The results of the study showed that further depigmentation stopped in 64% of the patients; clear repigmentation was observed in 52% and total repigmentation seen in 6% of the patients.
During the study, patients were asked to combine these nutritional supplements with sun exposure during the summer months and UVB lamps during the winter.
The results clearly showed that the combination of folic acid, vitamin B12 and UV exposure was more effective than each of the 3 treatment options for vitiligo.
The high homocysteine levels observed in vitiligo patients are caused by low levels of folic acid and vitamin B12. However, the oxidation of homocysteine produces some reactive oxygen species that build up in the skin and increases the oxidative stress placed on melanocytes.
The level of harmful free radicals rises along with that of homocysteine just as the level of folic acid falls.
This means that melanocytes are increasingly destroyed and melanin production is reduced. Therefore, folic acid supplementation can stop the depigmentation of the skin and even repigment vitiligo spots because it reduces oxidative stress and acts as an antioxidant.
Another mechanism by which folic acid works for vitiligo is through the supply of the needed cofactors required for melanin production. High homocysteine levels mean low methionine levels and methionine is needed for melanin production.
Tyrosine is another amino acid necessary for the synthesis of melanin.
The transfer of a hydroxyl group to tyrosine is a required step in the pathway of melanin production. However, tetrahydrobiopterine is needed as a cofactor for the reaction to proceed.

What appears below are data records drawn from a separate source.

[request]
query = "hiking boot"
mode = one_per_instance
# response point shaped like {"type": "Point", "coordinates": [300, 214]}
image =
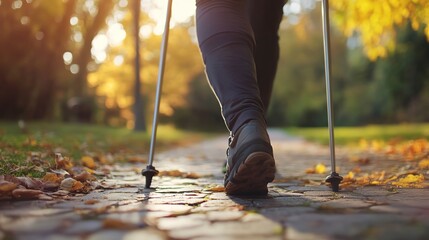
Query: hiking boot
{"type": "Point", "coordinates": [250, 162]}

Humans do not make the pterine part of the molecule but get it from dietary folate or folic acid supplements.
Therefore, increasing the level of folic acid supplies the pterine group needed for the hydroxylation of tyrosine and the onward production of melanin.
In this role, folic acid is not the only B vitamins needed to reduce homocysteine levels. Vitamins B6 and B12 can also lower homocysteine levels and help treat vitiligo.